Joseph is the CEO of SnapAds, which helps local businesses find, keep and reward customers.
Marketing is often misunderstood as a separate function from business, but it is, in fact, essential for any company to succeed. At its core, marketing is simply about understanding and communicating your value proposition to potential customers. By doing so, you can attract new business, increase customer lifetime value and reduce churn.
Understanding The Metrics
There are three key metrics that businesses need to track in order to understand how to grow their business.
1. Cost of customer acquisition (CAC): the amount of money it costs to acquire a new customer.
2. Lifetime value of a customer (LTV): the total amount of revenue that a customer generates over their lifetime.
3. Churn: the rate at which customers stop doing business with you.
To have a profitable business, you need to have an LTV that is greater than your CAC. This means you need to generate more revenue from your customers than it costs to acquire or find them. There are two main ways to do this: Lower your CAC and increase your LTV.
The Role Of Marketing
Marketing can help you lower your CAC by making it easier and more efficient to acquire new customers. For example, you can use marketing to generate leads, create awareness of your brand and drive traffic to your store. In addition, a modern form of marketing is rewards and incentives. This is nothing more than the old coupons and discounts that were once offered to generations before us. Rewards and incentives provide great ways for marketing to help improve the CAC.
It is important to understand that the most optimal CAC is not $0. In fact, spending more to get customers can actually help your business grow. This is because the first time a customer visits your business is often the hardest part of the customer journey. Once they become an actual customer, I’ve found you have a greater chance of getting them to come again. The real way to lower your CAC is by increasing the number of new customers, not lowering your spend.
An example can help illustrate this: Let’s say you pay new customers $10 as an incentive to come into your business. This may seem like a failed plan at first, as you would prefer the customer to pay you. However, once they become an actual customer, you have a greater opportunity to make money later through the LTV as that customer returns.
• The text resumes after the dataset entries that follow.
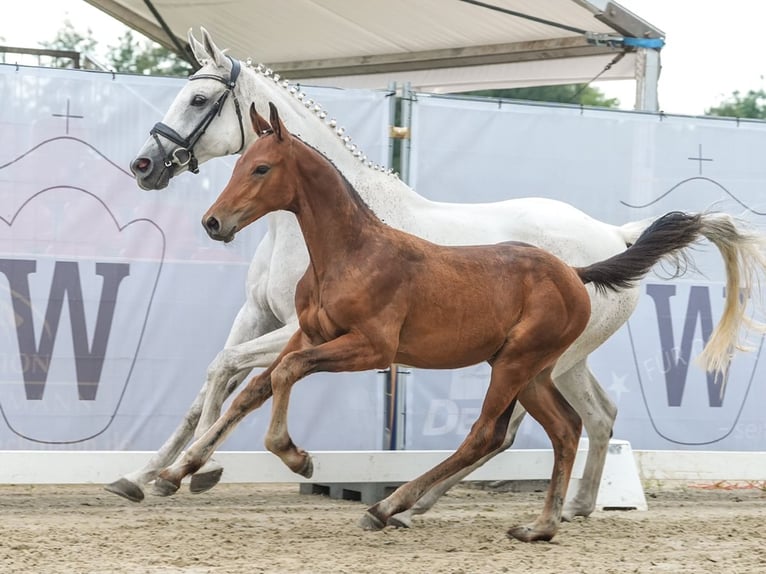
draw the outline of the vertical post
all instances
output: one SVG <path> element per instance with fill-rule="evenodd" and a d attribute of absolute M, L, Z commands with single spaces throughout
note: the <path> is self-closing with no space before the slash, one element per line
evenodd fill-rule
<path fill-rule="evenodd" d="M 410 133 L 412 124 L 412 101 L 414 92 L 408 82 L 402 86 L 402 96 L 397 97 L 396 83 L 388 85 L 391 94 L 389 104 L 389 166 L 399 173 L 399 178 L 409 183 L 410 176 Z M 399 113 L 397 114 L 397 107 Z M 399 142 L 397 144 L 397 141 Z M 398 152 L 398 153 L 397 153 Z M 406 446 L 406 375 L 400 365 L 391 365 L 384 371 L 385 381 L 385 410 L 383 429 L 384 450 L 404 450 Z"/>
<path fill-rule="evenodd" d="M 412 84 L 405 83 L 402 88 L 401 125 L 407 130 L 409 137 L 402 140 L 399 177 L 406 184 L 410 183 L 410 138 L 412 137 L 412 100 L 414 98 L 415 92 L 412 91 Z"/>
<path fill-rule="evenodd" d="M 639 48 L 636 54 L 636 105 L 645 112 L 660 111 L 657 84 L 660 80 L 660 51 Z"/>
<path fill-rule="evenodd" d="M 412 90 L 412 84 L 405 83 L 402 88 L 401 114 L 399 126 L 404 128 L 407 134 L 400 139 L 399 148 L 399 177 L 404 183 L 410 182 L 410 138 L 412 137 L 412 102 L 415 99 L 415 92 Z M 392 448 L 404 450 L 406 448 L 406 430 L 407 430 L 407 374 L 408 371 L 402 369 L 400 365 L 391 365 L 394 393 L 392 404 L 394 407 L 394 433 L 391 437 Z"/>
<path fill-rule="evenodd" d="M 396 113 L 399 104 L 399 96 L 396 82 L 388 84 L 388 125 L 393 128 L 396 126 Z M 393 129 L 389 129 L 388 136 L 388 167 L 398 171 L 399 166 L 396 156 L 396 138 Z M 383 450 L 396 449 L 396 430 L 397 430 L 397 368 L 391 365 L 385 371 L 381 371 L 385 377 L 383 390 Z"/>
<path fill-rule="evenodd" d="M 399 98 L 397 97 L 397 84 L 396 82 L 390 82 L 388 84 L 388 125 L 389 126 L 396 125 L 396 107 L 397 107 L 398 101 L 399 101 Z M 391 130 L 389 130 L 388 165 L 386 167 L 390 167 L 394 169 L 394 171 L 396 171 L 396 166 L 394 165 L 394 150 L 395 149 L 396 149 L 396 138 L 393 137 Z"/>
So, if we estimate your average sale at $8 and you pay $10 as a first-time visit, and the customer comes back a few times, then you are looking at $40 in sales for the expense of $10. That is a growing and profitable business. The magic in this scenario is that the marketing is actually performance-based, meaning that such offers only get paid out if the customer comes into the store.
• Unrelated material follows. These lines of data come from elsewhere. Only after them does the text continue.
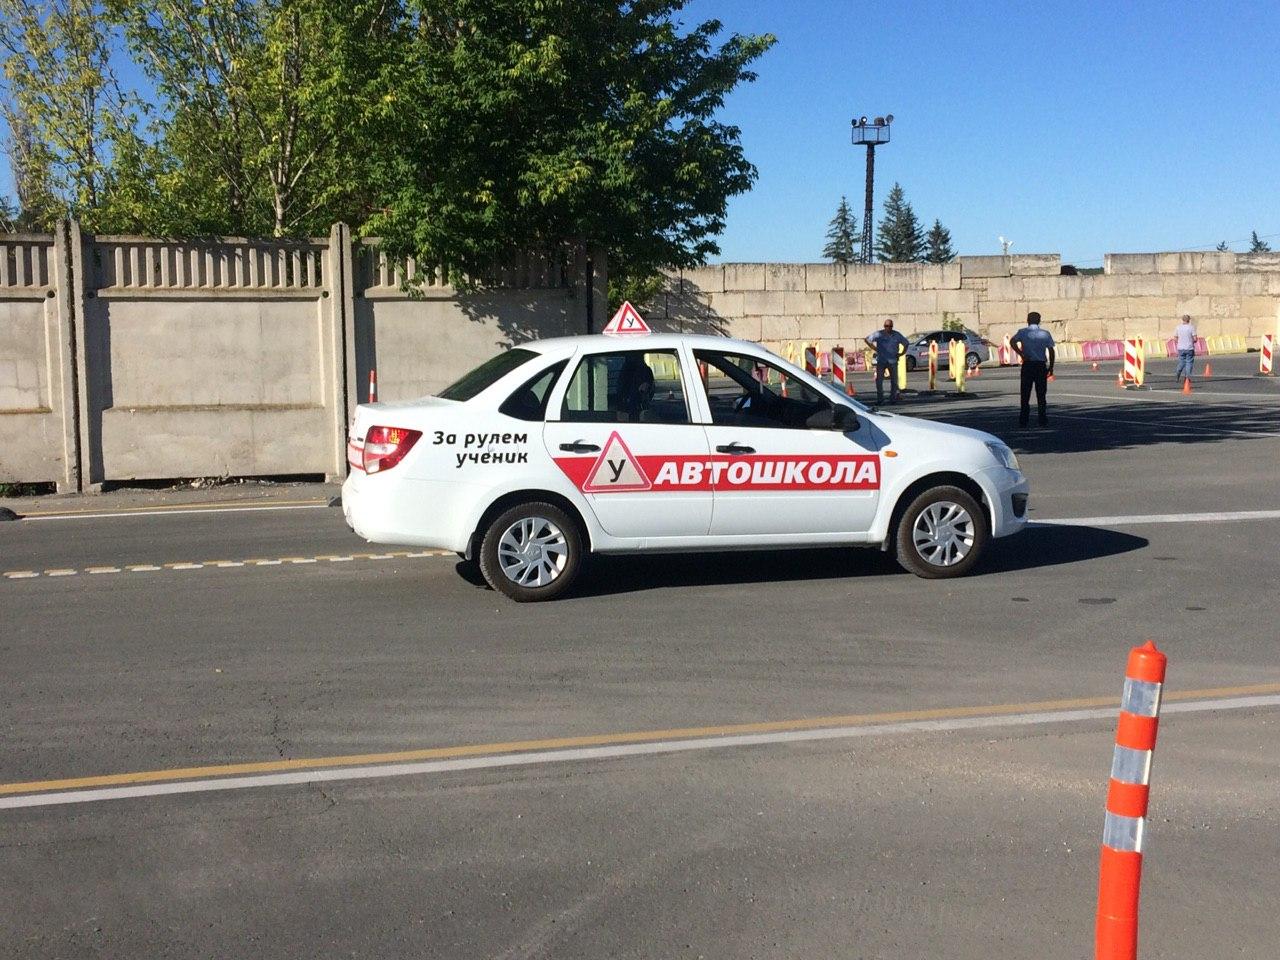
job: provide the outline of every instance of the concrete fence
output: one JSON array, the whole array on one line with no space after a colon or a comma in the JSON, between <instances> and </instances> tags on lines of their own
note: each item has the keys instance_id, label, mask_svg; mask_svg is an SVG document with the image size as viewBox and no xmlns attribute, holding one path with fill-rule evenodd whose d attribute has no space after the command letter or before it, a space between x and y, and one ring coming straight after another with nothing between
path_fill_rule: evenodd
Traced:
<instances>
[{"instance_id":1,"label":"concrete fence","mask_svg":"<svg viewBox=\"0 0 1280 960\"><path fill-rule=\"evenodd\" d=\"M0 482L345 473L346 424L504 346L603 323L602 253L474 290L343 225L305 241L0 237Z\"/></svg>"},{"instance_id":2,"label":"concrete fence","mask_svg":"<svg viewBox=\"0 0 1280 960\"><path fill-rule=\"evenodd\" d=\"M1038 310L1059 340L1156 339L1190 314L1204 336L1256 346L1280 321L1280 253L1110 254L1096 276L1057 254L948 264L725 263L672 274L645 313L670 330L710 330L776 348L853 344L892 317L906 334L953 320L999 341Z\"/></svg>"}]
</instances>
Marketing can also help you increase your LTV by building customer loyalty and encouraging repeat purchases. For example, you can use marketing to offer loyalty programs, provide excellent customer service and personalize your marketing communications.
Strategies For Increasing LTV
Finding ways to keep your customers coming back is key to increasing LTV. This includes marketing activities such as reminding customers of sales via text, promoting upcoming events in the store and remembering customers’ names when they come in.
Loyalty programs are another great way to increase LTV. These programs reward customers for coming back to your business. Rewards and loyalty programs are especially effective because they are performance-based. As I mentioned earlier, this means that you only have to pay out rewards when customers come to your store.
To illustrate this, let’s extend the example above. Let’s say that you offer customers a $10 reward for every 10th visit. This means you have incentivized the customer to come to your store 10 times. That is sales of $80 now, which costs a total of $20, a net of $60. This magic also delays churn and keeps the customer coming back.
Improving CAC, LTV And Churn
Here are a few specific examples of how marketing can be used to improve CAC, LTV and churn.
CAC
• Use marketing to create awareness of your brand and drive traffic to your store through rewards for first-time store visits. For example, at my company, we do this by providing actual cash incentives for both visits and return visits. We ask the customers to scan a receipt to verify the purchase, and then we send cash.
• Generate leads through online advertising, social media marketing and email marketing.
LTV
• Leverage marketing strategies to build customer loyalty and encourage repeat purchases through loyalty programs and rewards, excellent customer service and personalized marketing communications.
• Upsell and cross-sell your products and services. This can be done by offering one product along with another product at the time of purchase. We all see this every time we go to a fast food restaurant, and they say, “Do you want fries with that?” That is cross-selling and marketing at the time of sale.
Churn
• Use marketing to reduce churn by staying in touch with your customers and providing them with valuable rewards and incentives.
• Identify and address customer pain points you solve. An example of this at my company is when we sent out an email with the title, “It’s time to plan your next vacation.” In the body, we explain that our solution is helping them grow their businesses so they can take a vacation. Reminding them of why they need our product helps get our message across.
Finding new customers is difficult, and keeping them is even harder. Creating ways to help you find new customers with rewards is an effective way of expanding your business and increasing your customer base. Cash-based incentives are nothing more than modern-day coupons and discounts that have been around forever. Utilizing such offers in the form of a reward gives customers a reason to check out your business and keep coming back.